Solved: Extract value by dynamic fields

alesyo

Hi Community,

I have the following challenge. I have different events, and for each event, I want to generate a summary with different values. These values are defined in a lookup table.

The following example:
E1: id=1 , dest_ip=1.1.1.1, src_ip=2.2.2.2,.....
E2: id=2, user=bob, domain=microsoft
E3: id=3 county=usa, city=seattle
E4: id=4 company=cisco, product=splunk

Lookup Table: (Potential more fieldnames)

ID	Field1	Field2
1	dest_ip	src_ip
2	user	domain
3	country
4	company	product

Expected Output:
id1: Summary dest_ip=1.1.1.1 src_ip=2.2.2.2
Id2: Summary user=bob domain=microsoft
id3: Summary country=usa
Id4: Summary company=splunk, product =splunk

The solution could be using a case function but it doesn't scale well becuse I woult need to add a new line for each case. Potentially, the number of cases could grow to 1000.
I tried to solve with foreach, but I am unable to retrieve the values from the event.

Here's the query I tried.

index=events
| lookup cases.csv id OUTPUT field1, field2
| foreach field*
[ eval summary = summary + "<<field>>" + ":" <<ITEM>>
]
table id, summary

Thanks for your help!
Alesyo

yuanliu

The key to do this is to organize fields from events into an easy-to-access format after the lookup table. Traditionally, Splunkers use mvjoin-split action. But for a highly variable use case like this, it is almost impossible. You want a structured data representation. Something like, oh, I know, JSON.

If you use Splunk 8.1 or later, I recommend this:

| tojson output_field=hash
| lookup cases.csv id
| foreach Field1 Field2
    [eval output = mvappend(output, '<<FIELD>>' . "=" . json_extract(hash, '<<FIELD>>'))]
| eval output = "id" . id . " Summary " . mvjoin(output, " ")
| table output hash Field1 Field2

This should work with any number of cases.
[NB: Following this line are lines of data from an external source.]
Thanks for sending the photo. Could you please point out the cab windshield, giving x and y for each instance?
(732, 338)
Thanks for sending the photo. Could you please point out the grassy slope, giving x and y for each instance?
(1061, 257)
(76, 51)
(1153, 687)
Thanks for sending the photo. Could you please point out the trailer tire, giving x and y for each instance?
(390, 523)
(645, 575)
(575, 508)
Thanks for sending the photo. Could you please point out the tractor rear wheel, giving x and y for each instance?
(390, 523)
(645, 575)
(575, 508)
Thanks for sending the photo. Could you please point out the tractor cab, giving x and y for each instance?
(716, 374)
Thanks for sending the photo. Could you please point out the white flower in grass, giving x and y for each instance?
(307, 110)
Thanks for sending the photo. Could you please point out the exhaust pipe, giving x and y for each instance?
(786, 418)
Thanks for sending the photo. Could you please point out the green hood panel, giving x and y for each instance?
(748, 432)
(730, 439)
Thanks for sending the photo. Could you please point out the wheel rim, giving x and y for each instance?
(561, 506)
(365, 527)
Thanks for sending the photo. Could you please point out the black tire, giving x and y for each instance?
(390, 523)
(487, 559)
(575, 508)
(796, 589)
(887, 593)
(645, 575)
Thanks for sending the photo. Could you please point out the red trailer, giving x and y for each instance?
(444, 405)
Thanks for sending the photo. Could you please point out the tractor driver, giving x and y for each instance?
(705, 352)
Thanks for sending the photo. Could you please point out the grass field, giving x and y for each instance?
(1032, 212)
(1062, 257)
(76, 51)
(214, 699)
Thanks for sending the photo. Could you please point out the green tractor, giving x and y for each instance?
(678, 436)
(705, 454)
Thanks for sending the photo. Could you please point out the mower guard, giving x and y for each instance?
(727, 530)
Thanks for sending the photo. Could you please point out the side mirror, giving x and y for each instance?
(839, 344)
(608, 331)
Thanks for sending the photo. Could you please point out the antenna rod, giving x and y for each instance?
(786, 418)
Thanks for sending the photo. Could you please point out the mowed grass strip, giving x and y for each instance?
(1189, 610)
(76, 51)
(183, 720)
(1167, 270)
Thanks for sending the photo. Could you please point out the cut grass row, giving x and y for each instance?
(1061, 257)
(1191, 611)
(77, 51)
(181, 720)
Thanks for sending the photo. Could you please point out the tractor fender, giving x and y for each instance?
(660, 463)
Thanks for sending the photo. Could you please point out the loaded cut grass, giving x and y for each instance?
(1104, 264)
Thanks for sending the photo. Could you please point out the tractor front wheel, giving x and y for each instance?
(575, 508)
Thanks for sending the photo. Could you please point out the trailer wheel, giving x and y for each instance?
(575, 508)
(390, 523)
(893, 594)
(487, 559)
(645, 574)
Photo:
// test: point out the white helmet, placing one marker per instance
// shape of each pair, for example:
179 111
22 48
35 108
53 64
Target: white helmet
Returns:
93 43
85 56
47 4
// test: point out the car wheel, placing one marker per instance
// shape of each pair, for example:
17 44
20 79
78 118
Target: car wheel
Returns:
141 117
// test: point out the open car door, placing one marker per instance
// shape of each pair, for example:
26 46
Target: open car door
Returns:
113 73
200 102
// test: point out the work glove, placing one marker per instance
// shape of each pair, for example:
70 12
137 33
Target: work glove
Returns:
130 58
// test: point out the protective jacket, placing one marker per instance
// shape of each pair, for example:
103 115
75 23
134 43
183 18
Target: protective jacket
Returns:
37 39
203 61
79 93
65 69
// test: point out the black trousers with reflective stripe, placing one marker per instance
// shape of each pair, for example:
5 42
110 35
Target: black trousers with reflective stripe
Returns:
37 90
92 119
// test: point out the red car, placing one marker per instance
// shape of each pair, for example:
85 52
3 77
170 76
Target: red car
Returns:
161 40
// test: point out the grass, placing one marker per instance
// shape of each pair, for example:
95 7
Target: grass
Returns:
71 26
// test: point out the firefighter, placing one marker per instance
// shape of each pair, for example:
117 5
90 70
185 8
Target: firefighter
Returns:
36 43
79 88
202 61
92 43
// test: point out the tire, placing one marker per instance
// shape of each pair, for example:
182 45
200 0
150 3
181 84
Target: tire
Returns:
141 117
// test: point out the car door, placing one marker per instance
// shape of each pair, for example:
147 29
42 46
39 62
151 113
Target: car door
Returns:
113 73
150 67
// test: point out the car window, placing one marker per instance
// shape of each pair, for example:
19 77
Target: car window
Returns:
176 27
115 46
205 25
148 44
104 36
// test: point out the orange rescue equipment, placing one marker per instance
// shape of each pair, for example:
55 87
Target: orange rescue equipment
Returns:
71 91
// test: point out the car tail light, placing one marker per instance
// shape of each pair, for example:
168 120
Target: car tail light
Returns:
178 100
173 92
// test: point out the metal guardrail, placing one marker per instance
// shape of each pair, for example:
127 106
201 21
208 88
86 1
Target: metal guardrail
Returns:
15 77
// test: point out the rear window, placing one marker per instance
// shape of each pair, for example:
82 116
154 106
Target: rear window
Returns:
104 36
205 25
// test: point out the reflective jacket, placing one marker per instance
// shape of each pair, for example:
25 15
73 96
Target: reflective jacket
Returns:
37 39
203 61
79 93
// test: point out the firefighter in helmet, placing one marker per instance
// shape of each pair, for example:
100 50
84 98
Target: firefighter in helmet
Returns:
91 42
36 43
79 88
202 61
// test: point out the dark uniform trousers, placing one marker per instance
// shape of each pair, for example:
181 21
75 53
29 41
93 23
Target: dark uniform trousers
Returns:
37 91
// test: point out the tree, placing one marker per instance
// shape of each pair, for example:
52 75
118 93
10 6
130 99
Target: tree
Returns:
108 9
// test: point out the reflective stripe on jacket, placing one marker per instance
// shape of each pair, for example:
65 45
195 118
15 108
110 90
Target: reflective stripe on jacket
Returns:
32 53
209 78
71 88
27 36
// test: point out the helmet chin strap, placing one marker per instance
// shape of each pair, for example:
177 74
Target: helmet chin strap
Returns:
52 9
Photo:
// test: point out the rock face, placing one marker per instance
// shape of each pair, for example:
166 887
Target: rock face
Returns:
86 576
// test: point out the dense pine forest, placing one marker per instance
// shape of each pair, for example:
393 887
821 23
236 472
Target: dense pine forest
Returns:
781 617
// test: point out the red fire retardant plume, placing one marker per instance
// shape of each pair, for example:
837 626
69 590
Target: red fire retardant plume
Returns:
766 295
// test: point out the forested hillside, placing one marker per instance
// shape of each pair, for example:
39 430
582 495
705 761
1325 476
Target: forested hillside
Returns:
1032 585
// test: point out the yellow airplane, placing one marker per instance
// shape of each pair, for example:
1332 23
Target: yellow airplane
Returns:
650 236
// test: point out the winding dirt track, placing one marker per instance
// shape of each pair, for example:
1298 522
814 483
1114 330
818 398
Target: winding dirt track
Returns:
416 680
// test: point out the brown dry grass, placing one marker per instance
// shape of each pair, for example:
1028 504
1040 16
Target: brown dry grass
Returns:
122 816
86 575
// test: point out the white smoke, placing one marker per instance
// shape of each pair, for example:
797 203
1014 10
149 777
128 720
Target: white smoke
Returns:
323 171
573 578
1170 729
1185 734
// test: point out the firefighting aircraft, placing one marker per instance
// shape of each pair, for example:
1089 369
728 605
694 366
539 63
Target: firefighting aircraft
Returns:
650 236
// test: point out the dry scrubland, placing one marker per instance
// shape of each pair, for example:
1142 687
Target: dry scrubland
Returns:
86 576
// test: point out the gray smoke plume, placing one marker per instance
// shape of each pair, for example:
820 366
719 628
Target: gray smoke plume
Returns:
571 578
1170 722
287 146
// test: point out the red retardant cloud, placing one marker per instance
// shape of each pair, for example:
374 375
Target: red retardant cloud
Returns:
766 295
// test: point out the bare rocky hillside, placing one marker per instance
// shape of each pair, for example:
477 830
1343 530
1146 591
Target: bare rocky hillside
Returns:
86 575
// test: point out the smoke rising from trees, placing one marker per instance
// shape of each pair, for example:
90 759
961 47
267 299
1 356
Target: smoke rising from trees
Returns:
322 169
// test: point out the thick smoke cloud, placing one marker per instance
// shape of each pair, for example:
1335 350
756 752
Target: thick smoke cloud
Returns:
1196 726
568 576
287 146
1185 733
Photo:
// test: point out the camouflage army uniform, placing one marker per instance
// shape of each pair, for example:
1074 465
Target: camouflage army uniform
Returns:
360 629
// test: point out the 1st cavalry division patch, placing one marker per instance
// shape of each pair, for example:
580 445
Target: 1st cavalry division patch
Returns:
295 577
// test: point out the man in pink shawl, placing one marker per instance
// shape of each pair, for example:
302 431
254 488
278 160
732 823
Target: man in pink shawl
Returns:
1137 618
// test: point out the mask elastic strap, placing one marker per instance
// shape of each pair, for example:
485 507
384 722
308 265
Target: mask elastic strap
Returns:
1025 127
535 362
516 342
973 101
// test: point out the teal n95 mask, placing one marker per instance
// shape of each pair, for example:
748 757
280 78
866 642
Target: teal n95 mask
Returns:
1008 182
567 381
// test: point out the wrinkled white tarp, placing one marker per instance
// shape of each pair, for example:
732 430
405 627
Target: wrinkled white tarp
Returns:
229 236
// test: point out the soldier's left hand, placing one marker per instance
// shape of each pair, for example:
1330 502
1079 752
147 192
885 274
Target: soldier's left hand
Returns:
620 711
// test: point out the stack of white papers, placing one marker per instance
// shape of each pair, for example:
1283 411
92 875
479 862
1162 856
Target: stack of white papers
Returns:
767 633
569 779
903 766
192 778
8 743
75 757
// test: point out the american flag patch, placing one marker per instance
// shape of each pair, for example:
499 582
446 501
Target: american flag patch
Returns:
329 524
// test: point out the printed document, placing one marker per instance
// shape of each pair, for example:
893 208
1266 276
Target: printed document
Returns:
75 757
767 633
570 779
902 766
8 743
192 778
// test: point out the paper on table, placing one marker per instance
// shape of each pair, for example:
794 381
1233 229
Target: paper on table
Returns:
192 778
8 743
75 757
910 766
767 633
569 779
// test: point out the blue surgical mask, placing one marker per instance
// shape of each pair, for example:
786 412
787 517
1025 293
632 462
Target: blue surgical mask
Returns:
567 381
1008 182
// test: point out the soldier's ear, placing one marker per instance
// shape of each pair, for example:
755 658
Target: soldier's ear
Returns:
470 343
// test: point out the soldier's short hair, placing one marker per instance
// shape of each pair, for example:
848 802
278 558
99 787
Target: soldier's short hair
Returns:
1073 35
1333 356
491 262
To illustrate the point, this comes from your sample data and sample lookup:

output	hash	Field1	Field2
id1 Summary src_ip=2.2.2.2 dest_ip=1.1.1.1	{"dest_ip":"1.1.1.1","id":1,"src_ip":"2.2.2.2"}	src_ip	dest_ip
id2 Summary user=bob domain=microsoft	{"domain":"microsoft","id":2,"user":"bob"}	user	domain
id3 Summary country=usa	{"city":"seattle","country":"usa","id":3}	country
id4 Summary company=cisco product=splunk	{"company":"cisco","id":4,"product":"splunk"}	company	product

(Interestingly, if you are pre-8.1, you can replace json_extract with spath - the function, not command, and the search still works in this case.)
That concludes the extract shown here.